Australian Medical Association president Dr Steve Hambleton has said anecdotally patients are already cancelling doctors appointments in response to the proposed GP co-payment.
The Abbott Government introduced the controversial measure in this month’s federal budget which would see all patients charged a minimum of $7 for a GP visit, sparking fears low income earners would not be able to afford visits.
Dr Hambleton told SkyNews patients who believed the co-payment was already in effect were already staying away from doctor’s appointments.
“Just hearing about it in the budget has been sufficient for some patients not to attend,” he said.
“Some of those practices have had to resort to letting people know it doesn’t start till July next year.”
He said he did not know who patients were or why they were not coming, but that it was evidence the policy would change behaviour.
“If we have people not going to the GP, getting sicker and not going to the GP that’s not a good thing … it will end up costing more money not less.”

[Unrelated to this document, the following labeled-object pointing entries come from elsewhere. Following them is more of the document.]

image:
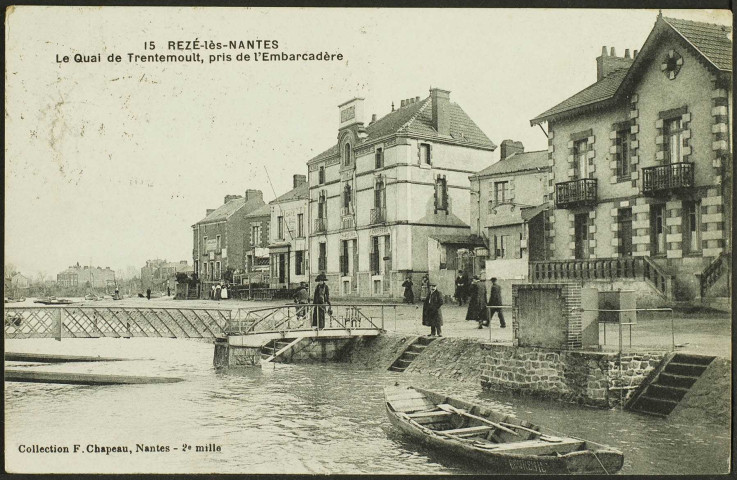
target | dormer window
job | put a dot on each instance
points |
(347, 154)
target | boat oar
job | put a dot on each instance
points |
(452, 409)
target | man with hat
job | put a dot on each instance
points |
(321, 298)
(477, 303)
(431, 314)
(301, 297)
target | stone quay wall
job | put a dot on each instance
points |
(587, 378)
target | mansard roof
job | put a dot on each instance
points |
(415, 120)
(707, 40)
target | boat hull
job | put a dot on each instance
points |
(588, 461)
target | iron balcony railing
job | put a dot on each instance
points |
(320, 225)
(378, 215)
(575, 193)
(667, 178)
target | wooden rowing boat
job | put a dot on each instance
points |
(502, 442)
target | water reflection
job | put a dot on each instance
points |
(288, 419)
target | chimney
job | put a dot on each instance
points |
(440, 110)
(298, 180)
(606, 64)
(254, 195)
(508, 147)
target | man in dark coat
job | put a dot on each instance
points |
(496, 300)
(477, 303)
(409, 295)
(321, 298)
(431, 314)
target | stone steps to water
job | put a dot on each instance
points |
(410, 354)
(670, 385)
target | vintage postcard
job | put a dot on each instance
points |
(367, 241)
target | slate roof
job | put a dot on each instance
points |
(301, 192)
(472, 240)
(517, 162)
(226, 210)
(415, 119)
(264, 210)
(602, 90)
(709, 40)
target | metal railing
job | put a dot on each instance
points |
(575, 193)
(295, 317)
(664, 178)
(94, 322)
(378, 215)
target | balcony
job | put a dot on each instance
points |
(378, 215)
(576, 193)
(665, 179)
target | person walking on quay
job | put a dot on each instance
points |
(431, 315)
(462, 285)
(496, 300)
(301, 297)
(409, 295)
(321, 298)
(424, 287)
(477, 303)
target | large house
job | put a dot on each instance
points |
(220, 239)
(383, 189)
(288, 237)
(641, 164)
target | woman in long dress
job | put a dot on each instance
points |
(320, 299)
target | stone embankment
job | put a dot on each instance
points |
(587, 378)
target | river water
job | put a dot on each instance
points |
(323, 419)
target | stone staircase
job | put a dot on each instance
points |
(669, 385)
(410, 353)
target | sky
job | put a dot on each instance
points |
(110, 163)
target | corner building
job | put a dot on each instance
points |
(641, 163)
(382, 190)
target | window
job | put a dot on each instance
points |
(673, 139)
(500, 245)
(424, 154)
(657, 230)
(299, 260)
(300, 225)
(441, 194)
(691, 231)
(622, 143)
(501, 192)
(347, 154)
(580, 160)
(379, 158)
(256, 235)
(347, 196)
(624, 221)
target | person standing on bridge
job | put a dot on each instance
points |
(320, 299)
(431, 315)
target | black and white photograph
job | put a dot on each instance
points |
(393, 241)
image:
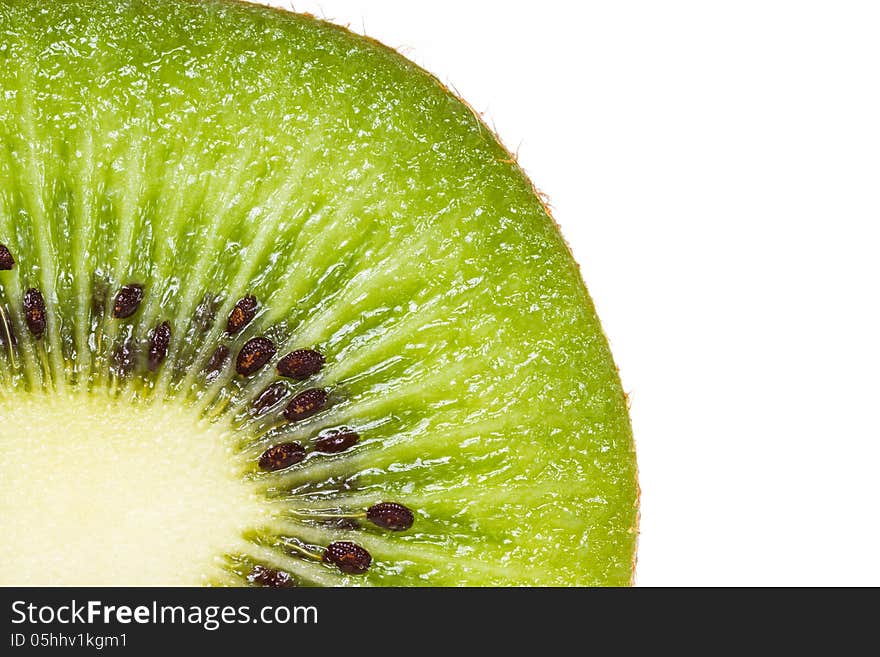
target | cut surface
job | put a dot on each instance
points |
(116, 492)
(251, 231)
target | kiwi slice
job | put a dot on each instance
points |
(277, 309)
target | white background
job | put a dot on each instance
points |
(716, 169)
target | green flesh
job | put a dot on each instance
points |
(218, 148)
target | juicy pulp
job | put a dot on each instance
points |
(212, 150)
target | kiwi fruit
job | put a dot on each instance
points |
(277, 309)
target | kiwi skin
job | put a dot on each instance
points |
(531, 402)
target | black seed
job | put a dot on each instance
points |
(336, 440)
(349, 557)
(159, 341)
(346, 524)
(242, 315)
(34, 312)
(391, 515)
(270, 578)
(306, 404)
(255, 353)
(301, 364)
(269, 397)
(128, 300)
(123, 358)
(7, 262)
(282, 456)
(217, 362)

— Louise Morrison (@BravoMoon) May 16, 2014
Australian doctors have begun protesting the co-payment plan pointing out that the fee will be difficult to collect and may discourage them from bulk billing.
Labor MP Matt Thistlethwaite confirmed on SkyNews people in his electorate were already cancelling doctors visit because they could not afford the co-payment.

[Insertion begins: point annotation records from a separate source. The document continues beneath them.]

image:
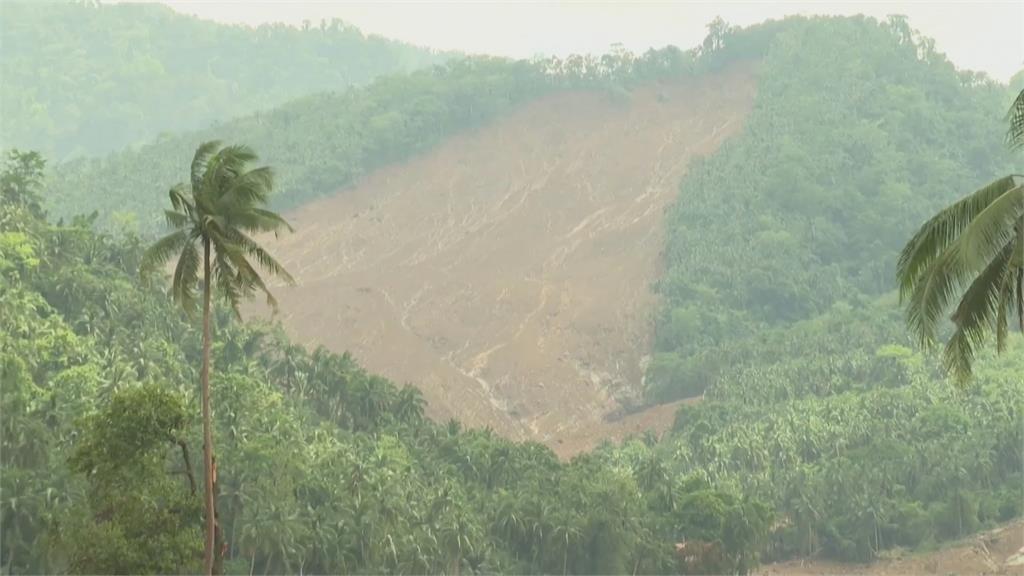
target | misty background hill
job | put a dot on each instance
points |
(662, 282)
(85, 79)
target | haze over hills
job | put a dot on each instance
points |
(84, 79)
(561, 254)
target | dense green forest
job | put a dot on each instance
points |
(323, 468)
(822, 429)
(325, 142)
(85, 78)
(780, 304)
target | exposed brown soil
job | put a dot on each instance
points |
(508, 273)
(995, 551)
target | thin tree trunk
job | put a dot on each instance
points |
(188, 472)
(207, 432)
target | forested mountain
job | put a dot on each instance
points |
(323, 467)
(821, 429)
(780, 305)
(325, 142)
(86, 78)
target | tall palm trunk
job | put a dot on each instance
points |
(207, 425)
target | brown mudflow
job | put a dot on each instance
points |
(508, 273)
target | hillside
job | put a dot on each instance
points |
(700, 244)
(512, 266)
(84, 78)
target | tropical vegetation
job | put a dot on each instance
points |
(86, 78)
(822, 429)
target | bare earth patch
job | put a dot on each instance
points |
(508, 273)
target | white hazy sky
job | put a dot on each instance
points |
(979, 35)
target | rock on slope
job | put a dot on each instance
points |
(508, 273)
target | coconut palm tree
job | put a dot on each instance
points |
(974, 248)
(213, 216)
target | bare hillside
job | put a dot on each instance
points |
(508, 273)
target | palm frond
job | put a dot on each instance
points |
(259, 220)
(1015, 135)
(248, 279)
(265, 260)
(175, 219)
(180, 201)
(225, 280)
(250, 188)
(942, 230)
(183, 286)
(993, 227)
(977, 314)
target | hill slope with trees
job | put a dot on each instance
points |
(85, 78)
(822, 432)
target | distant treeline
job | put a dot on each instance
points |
(85, 78)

Federal treasurer Joe Hockey copped criticism on ABC’s Q&A for the proposal, admitting it was a new tax, despite pre-election promises that the party would not raise or introduce taxes.
“It’s a payment. You can call it a tax,” he said. “It comes out of a pocket. It comes out of someone’s pocket. A taxpayer’s pocket. You want to call it a tax, you can call it anything you want, you can call it a rabbit.”